§ "This Act shall remain in operation for one year from the passing thereof unless renewed meantime by Parliament."
§ Mr. HUME-WILLIAMS
I beg to Move a new Clause to the effect that this Bill shall remain in operation for one year. I feel apprehensive lest at the end of the year, or some slightly longer time, it may be found that this Bill is not a success, though I hope it will be. I think its success or failure largely depends upon whether or not those who are released observe the conditions of their release. What I am afraid of is that if the Bill fails it will sink into abeyance and will be forgotten, and then, perhaps, eight or ten years hence it will be resuscitated after everybody has forgotten the special circumstances in which it was passed, and it will be put into operation under some totally different circumstances. That is a danger which is always cropping up. Somebody is continually taking up an old Act passed in the time of William or George intended for a totally different set of circumstances, which everyone has forgotten, and then the Act is suddenly made operative. I suggest that as this is 208 a tentative Bill passed to meet a certain set of circumstances it will be proper to make it operative for a short period, say twelve months, though I will leave the Home Secretary to name any time he likes. If at the end of that time the Act is found to succeed it can be continued in the ordinary Bill continuing the laws, or else a new Bill can be framed or the matter dropped altogether.

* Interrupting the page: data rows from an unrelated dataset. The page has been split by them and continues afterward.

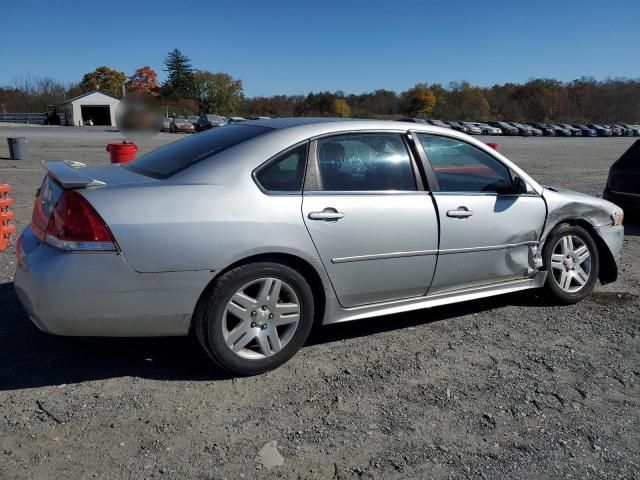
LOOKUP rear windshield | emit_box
[125,124,272,178]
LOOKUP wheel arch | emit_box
[190,252,328,332]
[542,218,617,284]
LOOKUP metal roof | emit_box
[61,89,121,104]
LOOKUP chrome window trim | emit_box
[608,189,640,198]
[303,186,425,195]
[432,191,542,198]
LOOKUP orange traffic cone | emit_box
[0,184,15,252]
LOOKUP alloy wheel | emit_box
[550,234,593,293]
[222,277,301,359]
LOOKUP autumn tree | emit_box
[79,66,126,97]
[129,66,160,97]
[163,49,194,99]
[331,98,351,117]
[402,84,436,117]
[461,87,490,120]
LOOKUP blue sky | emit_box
[2,0,638,96]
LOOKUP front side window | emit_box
[416,134,512,193]
[315,133,416,191]
[255,143,308,192]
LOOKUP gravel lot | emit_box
[0,126,638,479]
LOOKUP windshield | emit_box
[124,124,272,178]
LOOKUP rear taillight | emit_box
[34,189,116,252]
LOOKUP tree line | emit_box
[1,49,639,123]
[243,78,640,123]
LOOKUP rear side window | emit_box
[255,143,308,192]
[314,133,416,191]
[125,125,271,178]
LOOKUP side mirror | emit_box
[512,176,528,195]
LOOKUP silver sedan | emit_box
[14,118,624,375]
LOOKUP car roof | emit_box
[238,117,464,133]
[243,117,350,129]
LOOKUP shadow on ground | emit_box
[0,280,568,391]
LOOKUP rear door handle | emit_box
[308,208,345,221]
[446,207,473,218]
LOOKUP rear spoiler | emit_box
[42,160,105,188]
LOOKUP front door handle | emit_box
[446,207,473,218]
[308,208,345,221]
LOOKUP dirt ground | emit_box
[0,126,638,479]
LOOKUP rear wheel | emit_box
[195,262,314,375]
[542,224,599,304]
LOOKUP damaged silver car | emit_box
[14,118,624,375]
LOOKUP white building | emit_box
[60,90,120,126]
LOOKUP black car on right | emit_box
[604,139,640,218]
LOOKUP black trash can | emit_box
[7,137,27,160]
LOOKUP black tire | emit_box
[194,262,315,375]
[542,224,599,304]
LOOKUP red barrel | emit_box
[485,142,500,151]
[106,142,138,163]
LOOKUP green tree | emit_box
[163,49,194,99]
[193,70,244,114]
[402,84,436,117]
[79,66,126,97]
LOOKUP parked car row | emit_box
[401,118,640,137]
[161,114,260,133]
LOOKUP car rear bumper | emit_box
[14,226,213,337]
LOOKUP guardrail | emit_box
[0,113,45,124]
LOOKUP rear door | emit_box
[302,132,439,308]
[414,133,547,294]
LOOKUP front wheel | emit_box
[542,224,599,304]
[194,262,315,375]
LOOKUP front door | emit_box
[302,132,439,308]
[414,133,547,293]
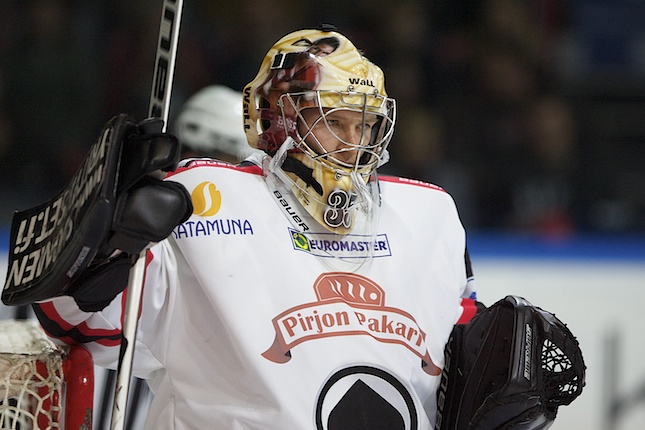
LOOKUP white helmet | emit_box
[175,85,258,161]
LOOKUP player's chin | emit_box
[328,151,359,167]
[313,153,357,168]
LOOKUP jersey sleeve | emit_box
[32,243,175,380]
[456,247,478,324]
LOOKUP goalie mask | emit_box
[243,27,396,237]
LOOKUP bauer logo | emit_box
[262,272,440,376]
[288,228,391,259]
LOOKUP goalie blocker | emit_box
[436,295,585,430]
[2,114,192,311]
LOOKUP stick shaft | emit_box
[149,0,184,130]
[110,257,146,430]
[110,1,184,429]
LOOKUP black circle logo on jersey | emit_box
[315,365,418,430]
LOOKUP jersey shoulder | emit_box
[165,158,263,179]
[378,174,446,193]
[378,174,458,215]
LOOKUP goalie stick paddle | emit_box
[110,1,184,429]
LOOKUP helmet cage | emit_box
[279,90,396,178]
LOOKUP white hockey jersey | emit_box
[36,157,477,430]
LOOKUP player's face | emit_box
[299,108,379,165]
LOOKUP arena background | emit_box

To leave this Bill in operation for all prisoners for all time would be very inadvisable.
§ Mr. McKENNA
The hon. Member, I think, stated his case a little too widely. It is quite true I propose this Bill for all time, but I do not propose it should be made applicable to all prisoners. I think in any circumstances under which the Bill could apply it ought to apply. I can see nothing temporary about the application of its principle. The hon. Member must remember it applies only to prisoners whom it is undesirable to keep in prison in circumstances where their condition of health has been brought about by their own action. Where you have that set of circumstances, where the conduct of a prisoner arises from suffragist enthusiasm, or from any other enthusiasm, with the result that the prisoner ought not to serve the sentence or cannot be detained in prison under the existing practice, and can only be discharged under the conditions of a complete release, I think it would be always desirable to give power to release without complete discharge. I do not look upon that as a temporary matter. I look upon it as a matter which we ought to incorporate into the law in order to enable us to deal with a person of that sort. We are coming to the end of the Bill, and I should like to remind hon. Gentlemen of the large number of cases in which it has been my duty to advise the release of prisoners who have only been in prison for a few days out of a sentence of one month, or two months, or four months, or even eight months, I have had to release them unconditionally. I would like to remind the Committee of the prisoners who are now in prison, and are being forcibly fed, whom I would release conditionally to-morrow if I had power to release them. These are prisoners who are in prison and in these circumstances I think they ought to be dealt with permanently under an amended law. I hope the hon. and learned Member will not press his proposal which would make the law temporary only.
§ Amendment, by leave, withdrawn.
§ Bill reported without Amendment; to be read the third time to-morrow (Tuesday).